Are Russia’s Old Believers Set To Become A Political Player, Or Are They Being Played? – OpEd
By Paul Goble
For the first time since the Russian Orthodox Church split into the official and Old Believer trends over the reforms of Patriarch Nikon in the 17th century, representatives of “practically all” heads of the latter have met together in Moscow and decided to cooperate as far as relations with the Russian state and compatriots abroad are concerned.
The leaders of the Old Believers say, Pavel Korobov writes in “Kommersant,” that “it is time” for them to make their presence known and to create an organization which will allow them to “develop common answers on various questions that will be useful to society and the state” (kommersant.ru/doc/3023540).
Whether that will put Russia’s roughly two million Old Believers and their leaders at risk of being used by the state as the Moscow Patriarchate has been remains an open question, but this shift in the position of the Old Believer leadership from standing in isolation to the state, to cooperating with it at home and abroad compels one to ask it, even though Korobov doesn’t.
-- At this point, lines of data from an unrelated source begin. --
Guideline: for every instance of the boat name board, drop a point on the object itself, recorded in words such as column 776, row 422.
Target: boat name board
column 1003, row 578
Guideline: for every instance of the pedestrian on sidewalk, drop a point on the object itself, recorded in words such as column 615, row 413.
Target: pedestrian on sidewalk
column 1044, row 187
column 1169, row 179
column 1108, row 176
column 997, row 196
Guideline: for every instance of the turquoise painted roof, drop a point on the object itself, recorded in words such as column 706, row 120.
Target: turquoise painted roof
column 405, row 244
The “Kommersant” journalist reports that the representatives of the Old Believer churches assembled in Moscow not in a church but in the Moscow House of Nationalities, a government institution, for a conference entitled “The Old Believers, the State and Society in the Contemporary World.”
Metropolitan Kornilii told Korobov that “the conference is an historic event because for the first time in the entire history of the Old Believers, representatives of various trends of the old faith have come together to discuss the state of [their fellow believers] not only in Russia but in the entire world.”
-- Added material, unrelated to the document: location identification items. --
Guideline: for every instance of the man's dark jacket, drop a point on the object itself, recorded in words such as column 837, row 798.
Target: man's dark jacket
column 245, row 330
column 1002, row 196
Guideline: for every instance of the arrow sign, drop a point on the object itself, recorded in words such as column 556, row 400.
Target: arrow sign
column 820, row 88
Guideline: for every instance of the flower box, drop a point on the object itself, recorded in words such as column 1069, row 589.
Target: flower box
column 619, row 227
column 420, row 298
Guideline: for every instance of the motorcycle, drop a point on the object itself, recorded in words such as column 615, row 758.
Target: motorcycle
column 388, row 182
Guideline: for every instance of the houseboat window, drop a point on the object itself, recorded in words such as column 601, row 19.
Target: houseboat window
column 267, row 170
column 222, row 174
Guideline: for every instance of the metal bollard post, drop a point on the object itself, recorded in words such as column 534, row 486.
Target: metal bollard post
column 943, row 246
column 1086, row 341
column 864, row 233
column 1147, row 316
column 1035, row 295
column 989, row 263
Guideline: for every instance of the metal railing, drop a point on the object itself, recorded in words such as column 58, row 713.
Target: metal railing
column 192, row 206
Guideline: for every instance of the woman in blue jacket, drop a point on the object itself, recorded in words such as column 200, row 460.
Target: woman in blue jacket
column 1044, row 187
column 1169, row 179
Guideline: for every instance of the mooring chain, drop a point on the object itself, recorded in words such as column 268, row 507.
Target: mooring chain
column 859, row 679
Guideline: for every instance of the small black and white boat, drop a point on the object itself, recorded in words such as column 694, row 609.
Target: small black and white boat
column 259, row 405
“We are thus making the first steps in joint work,” the metropolitan of Moscow and All Rus said. “Together we must begin to defend the ideals of the old faith in a rapidly changing world.”
From 1650 to 1905, the Old Believers were officially considered schismatics. The official Russian Orthodox Church continued to view them that way until 1971 when a council of the Moscow Patriarchate lifted the denunciation that earlier Patriarchal leaders had passed on the Old Believers. Nonetheless, relations between the two trends have not been easy.
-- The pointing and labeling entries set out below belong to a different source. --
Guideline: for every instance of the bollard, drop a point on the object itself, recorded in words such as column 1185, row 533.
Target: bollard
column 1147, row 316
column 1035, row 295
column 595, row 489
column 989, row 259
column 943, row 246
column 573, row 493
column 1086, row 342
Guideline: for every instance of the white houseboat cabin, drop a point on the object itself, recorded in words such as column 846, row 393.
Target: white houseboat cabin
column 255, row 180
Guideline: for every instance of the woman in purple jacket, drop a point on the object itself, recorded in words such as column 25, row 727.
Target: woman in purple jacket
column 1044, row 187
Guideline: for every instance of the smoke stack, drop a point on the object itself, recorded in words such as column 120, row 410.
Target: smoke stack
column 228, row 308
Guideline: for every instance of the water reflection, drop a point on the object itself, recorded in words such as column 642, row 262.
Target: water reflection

For example, even now, the Old Believers are not defined by either the Patriarchate or the Russian state as “a traditional religion” of Russia and are thus not represented on church-state councils. Whether this meeting will open the way to a change in that is far from clear but remains unlikely in the short term, given continuing Old Believer hostility to the Patriarchate.
At least potentially, the Old Believers could play an important role not only because of their numbers in Russia but also because of the existence of Old Believer communities in Latvia, Lithuania, Estonia, Moldova, Kazakhstan, Poland, Belarus, Romania, Bulgaria, Ukraine, the US, Canada, as well as “in Latin America and also in Australia,” Korobov notes.
At their meeting in Moscow, Old Believer leaders took a position that may lead to a rapprochement with the Putin regime if not with Patriarch Kirill. They pointed out that “no missionary activity of the synod church in the past or oppressions over the entire history of Old Believers has taken from it as many sons and daughters … as global consumer society.”
One Old Believer leader, Patriarch Aleksandr, told the meeting that “in order to meet the challenges, the Old Believers must broaden their educational work and ‘bring the Old Believer faith from the periphery of public life and not allow it to be converted into a folkloric reservation.”
Metropolitan Kornilii echoed the patriarch. He said that Old Believers “plan to create an all-Old Believer public organization” that will not focus on doctrinal issues but rather “develop joint decisions on issues useful to society and the state and present them in the court of public opinion and to the authorities.”
Some steps in this direction have already been taken. Earlier this year, the three largest Old Believer communities established a working group for the coordination of Old Believer positions regarding social and political questions, a step the leadership believes will help them advance their cause with the state.
Korobov quotes Roman Lunkin, the president of the Russian Experts’ Guild on Religion and Law, about the prospects for the Old Believers in this regard. “The potential of the Old Believers in the development of cultural and social ties with compatriots abroad is very large and will be welcomed.”
“Obviously,” Lunkin said, “the Old Believers can’t compete with the official Russian Orthodox Church [but] they can become strong players in church-state relations.” Thus they are certain to be the focus of greater attention by the government authorities than they have been in the past.